As just a follow up on the Carriage Return, then Line Feed research pot.
On NotePad it detect when a end-of-line (starts at coloumn 0, and one line down) when it finds the patter CR+LF. This is the general format used by CP/M, MS-DOS, and Win32, Source
Unix detects a end-of-line when it finds a LF.
Apple detects a end-of-line when it finds a CR.
From a Uni-Code perspective there is a control character called NEXT LINE (NEL) just to make the situation even more complex.
With C programming language, why does it write out carriage return + line feed when you give it a new line character for example
printf("hello World\n")
The C specification specify that the stdio library routines are supposed to convert the newline character to whatever it takes to actually go to the beginning of the next line for that platform e.g., carriage return + line feed for Win32.
So when you write the new line character in either C/C++ and on either Windows or Linux the studio library will determine the output format that will need to be outputted for that end of line for that platform.
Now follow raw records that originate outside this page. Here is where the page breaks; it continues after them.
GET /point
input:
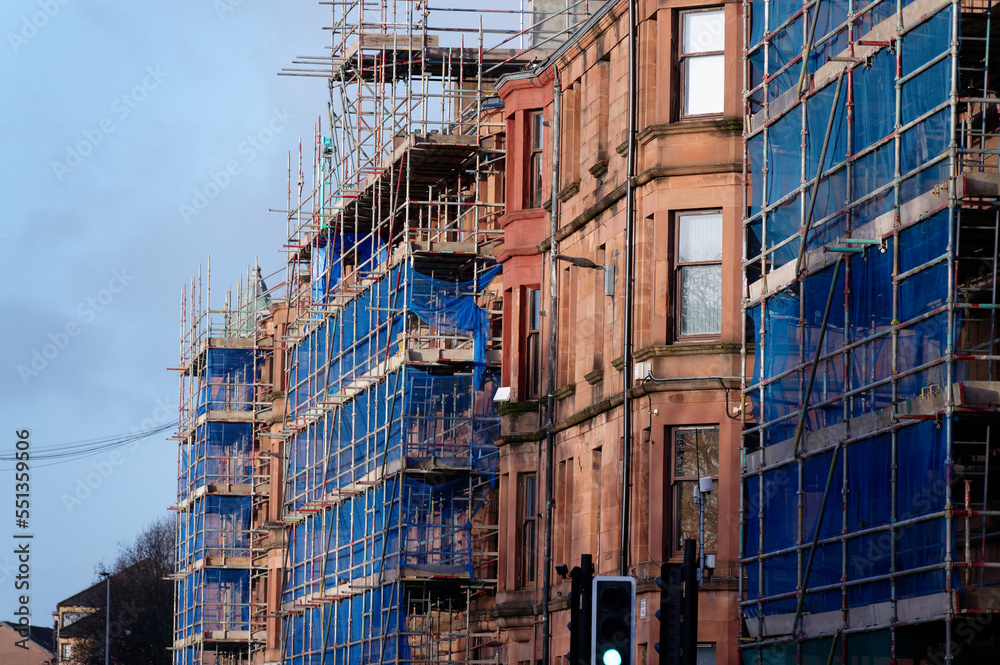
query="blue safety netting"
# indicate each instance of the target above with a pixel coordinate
(383, 524)
(361, 252)
(366, 628)
(219, 453)
(357, 337)
(779, 200)
(227, 380)
(214, 526)
(883, 532)
(213, 599)
(450, 307)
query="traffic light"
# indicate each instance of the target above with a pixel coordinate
(613, 621)
(669, 614)
(580, 610)
(678, 613)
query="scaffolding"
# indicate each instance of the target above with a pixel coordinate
(221, 396)
(870, 508)
(393, 335)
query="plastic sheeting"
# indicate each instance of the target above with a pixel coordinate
(450, 307)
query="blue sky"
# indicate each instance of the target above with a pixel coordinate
(115, 116)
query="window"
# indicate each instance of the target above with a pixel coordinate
(705, 654)
(695, 455)
(701, 62)
(535, 159)
(533, 341)
(699, 273)
(527, 485)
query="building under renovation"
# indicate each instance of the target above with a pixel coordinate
(337, 493)
(226, 353)
(870, 491)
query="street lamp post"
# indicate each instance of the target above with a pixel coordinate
(107, 619)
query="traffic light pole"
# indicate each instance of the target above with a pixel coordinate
(689, 609)
(579, 611)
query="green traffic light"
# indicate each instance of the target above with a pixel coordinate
(612, 657)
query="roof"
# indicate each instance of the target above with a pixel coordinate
(571, 39)
(92, 596)
(91, 624)
(40, 636)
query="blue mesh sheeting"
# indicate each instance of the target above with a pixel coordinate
(227, 382)
(450, 307)
(221, 453)
(213, 599)
(439, 428)
(888, 334)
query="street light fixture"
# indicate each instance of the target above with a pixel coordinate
(107, 618)
(580, 262)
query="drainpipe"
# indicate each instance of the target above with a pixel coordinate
(550, 399)
(629, 296)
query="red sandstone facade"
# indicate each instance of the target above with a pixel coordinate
(688, 179)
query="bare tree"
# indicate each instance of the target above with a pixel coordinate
(141, 603)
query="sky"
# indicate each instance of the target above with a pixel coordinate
(138, 138)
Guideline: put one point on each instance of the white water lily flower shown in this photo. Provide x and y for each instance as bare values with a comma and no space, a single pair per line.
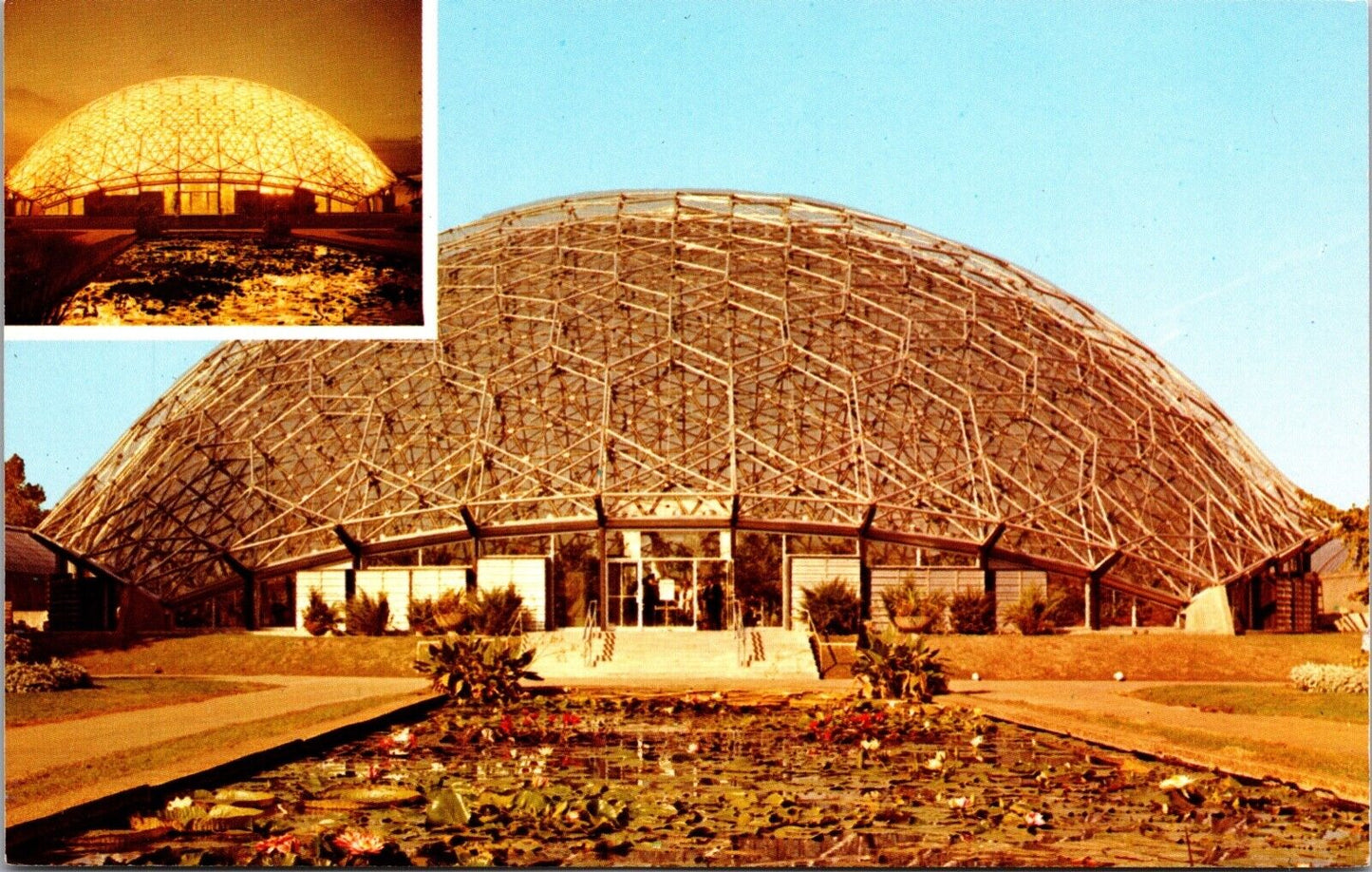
1177,782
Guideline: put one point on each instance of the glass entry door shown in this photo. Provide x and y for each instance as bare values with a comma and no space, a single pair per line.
622,607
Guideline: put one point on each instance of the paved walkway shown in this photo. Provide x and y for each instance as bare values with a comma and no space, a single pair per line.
30,750
1104,713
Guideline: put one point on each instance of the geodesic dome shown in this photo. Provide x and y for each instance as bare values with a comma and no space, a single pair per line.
197,129
697,360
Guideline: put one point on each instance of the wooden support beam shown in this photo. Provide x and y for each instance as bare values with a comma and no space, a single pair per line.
603,612
354,547
249,589
472,529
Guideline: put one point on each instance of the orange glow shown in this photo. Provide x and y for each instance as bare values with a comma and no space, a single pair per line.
197,129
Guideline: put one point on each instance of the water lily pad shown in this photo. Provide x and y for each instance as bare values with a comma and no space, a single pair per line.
120,840
253,798
378,795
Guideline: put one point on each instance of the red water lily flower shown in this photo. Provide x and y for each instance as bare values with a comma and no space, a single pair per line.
358,842
279,844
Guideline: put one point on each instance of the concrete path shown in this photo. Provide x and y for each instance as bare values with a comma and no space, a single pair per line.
30,750
1103,711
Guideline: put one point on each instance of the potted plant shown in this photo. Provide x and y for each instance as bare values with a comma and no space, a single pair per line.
912,610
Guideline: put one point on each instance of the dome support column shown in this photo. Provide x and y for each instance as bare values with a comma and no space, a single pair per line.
863,570
603,607
1092,589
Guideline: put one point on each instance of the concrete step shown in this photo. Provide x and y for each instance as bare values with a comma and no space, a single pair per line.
771,653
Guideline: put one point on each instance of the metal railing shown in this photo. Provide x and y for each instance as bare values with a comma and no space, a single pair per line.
823,644
742,643
591,632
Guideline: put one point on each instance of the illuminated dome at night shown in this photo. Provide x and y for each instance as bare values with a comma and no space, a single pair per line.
699,361
202,143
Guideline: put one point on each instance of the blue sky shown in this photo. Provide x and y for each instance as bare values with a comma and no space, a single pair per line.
1196,172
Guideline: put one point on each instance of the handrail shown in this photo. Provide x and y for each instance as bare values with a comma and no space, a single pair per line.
736,619
589,632
820,646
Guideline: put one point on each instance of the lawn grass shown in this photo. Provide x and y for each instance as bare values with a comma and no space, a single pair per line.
148,760
1147,656
247,654
1261,699
116,695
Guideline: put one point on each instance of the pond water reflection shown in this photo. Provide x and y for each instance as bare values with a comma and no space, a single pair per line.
244,280
705,782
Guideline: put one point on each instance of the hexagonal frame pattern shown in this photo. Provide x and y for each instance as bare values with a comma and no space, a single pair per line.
194,129
699,360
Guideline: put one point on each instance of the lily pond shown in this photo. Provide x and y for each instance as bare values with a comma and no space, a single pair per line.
244,280
718,780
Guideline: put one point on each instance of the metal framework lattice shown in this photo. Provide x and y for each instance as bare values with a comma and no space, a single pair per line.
675,360
197,129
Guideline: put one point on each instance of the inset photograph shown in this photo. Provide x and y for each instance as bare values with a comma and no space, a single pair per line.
213,162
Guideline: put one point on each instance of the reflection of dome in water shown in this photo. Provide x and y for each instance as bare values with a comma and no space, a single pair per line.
197,131
697,360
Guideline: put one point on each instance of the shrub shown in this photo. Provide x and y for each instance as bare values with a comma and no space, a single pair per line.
420,616
320,616
367,616
973,613
899,666
1329,678
833,607
18,647
478,669
497,613
42,677
925,610
1030,616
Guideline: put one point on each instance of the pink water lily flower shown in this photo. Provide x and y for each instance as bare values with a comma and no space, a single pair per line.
358,842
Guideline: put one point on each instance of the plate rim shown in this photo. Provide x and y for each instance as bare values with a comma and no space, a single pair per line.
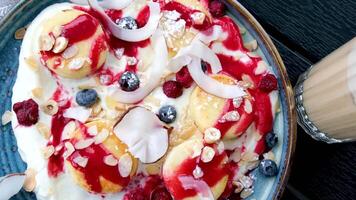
272,50
289,92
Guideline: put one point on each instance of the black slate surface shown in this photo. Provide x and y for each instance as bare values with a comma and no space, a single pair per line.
305,31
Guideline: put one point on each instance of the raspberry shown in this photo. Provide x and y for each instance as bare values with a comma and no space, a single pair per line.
172,89
268,83
161,194
184,78
26,112
217,8
136,194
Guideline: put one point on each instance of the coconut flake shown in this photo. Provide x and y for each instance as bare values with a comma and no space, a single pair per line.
69,149
195,49
108,4
209,37
78,113
148,139
93,130
211,85
68,130
156,72
101,137
11,185
110,160
70,52
134,35
82,144
203,189
125,165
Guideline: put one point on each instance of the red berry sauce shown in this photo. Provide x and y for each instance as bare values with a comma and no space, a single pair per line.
26,112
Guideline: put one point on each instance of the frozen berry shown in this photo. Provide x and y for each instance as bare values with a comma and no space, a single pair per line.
26,112
136,194
271,140
127,23
268,83
184,78
86,97
217,8
129,81
172,89
167,114
268,168
161,193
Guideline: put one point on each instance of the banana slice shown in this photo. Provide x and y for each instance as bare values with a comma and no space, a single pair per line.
208,110
100,164
77,58
187,177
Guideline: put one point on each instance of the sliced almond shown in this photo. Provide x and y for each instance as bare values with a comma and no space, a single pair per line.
101,137
211,135
251,46
32,64
37,92
20,33
77,63
208,154
57,31
198,17
6,117
246,181
48,151
81,161
232,116
236,155
249,156
237,102
69,149
238,186
44,130
60,45
220,147
261,67
82,144
248,106
30,180
125,165
119,53
47,42
131,60
110,160
93,130
70,52
246,193
50,107
269,155
198,172
68,130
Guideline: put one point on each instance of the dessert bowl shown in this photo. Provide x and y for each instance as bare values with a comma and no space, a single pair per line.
254,38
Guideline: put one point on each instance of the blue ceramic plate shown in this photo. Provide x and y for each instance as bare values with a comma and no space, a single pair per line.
285,123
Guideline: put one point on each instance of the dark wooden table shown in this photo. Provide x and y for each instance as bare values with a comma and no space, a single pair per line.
305,31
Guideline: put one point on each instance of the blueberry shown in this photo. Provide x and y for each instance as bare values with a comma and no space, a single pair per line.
127,23
204,66
167,114
129,81
268,168
87,97
271,139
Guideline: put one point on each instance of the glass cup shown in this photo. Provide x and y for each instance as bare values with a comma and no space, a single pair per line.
326,97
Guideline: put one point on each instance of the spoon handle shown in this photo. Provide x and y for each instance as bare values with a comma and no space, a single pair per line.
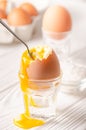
3,23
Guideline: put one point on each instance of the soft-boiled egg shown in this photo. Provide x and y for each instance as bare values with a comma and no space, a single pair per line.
18,17
45,64
3,14
56,19
29,8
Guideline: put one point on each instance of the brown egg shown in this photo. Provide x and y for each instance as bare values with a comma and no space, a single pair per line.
18,17
44,69
3,4
56,19
29,8
3,14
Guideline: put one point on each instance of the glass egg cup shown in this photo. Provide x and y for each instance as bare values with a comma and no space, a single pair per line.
42,96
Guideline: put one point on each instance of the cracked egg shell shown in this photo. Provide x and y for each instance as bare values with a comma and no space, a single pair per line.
44,69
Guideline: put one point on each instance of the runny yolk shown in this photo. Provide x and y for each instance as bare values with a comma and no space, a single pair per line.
25,120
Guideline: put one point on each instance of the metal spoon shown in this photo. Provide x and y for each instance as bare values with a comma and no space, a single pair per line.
3,23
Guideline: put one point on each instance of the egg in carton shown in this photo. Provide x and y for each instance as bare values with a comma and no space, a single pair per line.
21,22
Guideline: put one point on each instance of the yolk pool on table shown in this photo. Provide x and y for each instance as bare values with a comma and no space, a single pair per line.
24,120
This is evident with creating a binary file or a text file in a C program. If you specify that you're writing a Binary file the studio library will leave the output format unchanged for that platform. So when writing the data to file and it comes across the newline character it will not insert the platform dependent characters for a new line.
Though coming to the conclusion after all this.
Even if you do follow the Win32 rules for Carriage Return + Line Feed to for example writing the following into a file as pure binary file.
MyText \n MyText \n MyText
And you assume it will render like this in your text editor.
MyText
MyText
MyText
Most editors instead will render it like this.
MyText
MyText
MyText
The confusion is mostly because of the C standard that use \n new line character for two different meanings. First, as a new line indicator for the STIO library to convert to the operating system new line format (CR+LF on win32, LF on Linux, and CR for Apple). Secondly as the just hex value line feed.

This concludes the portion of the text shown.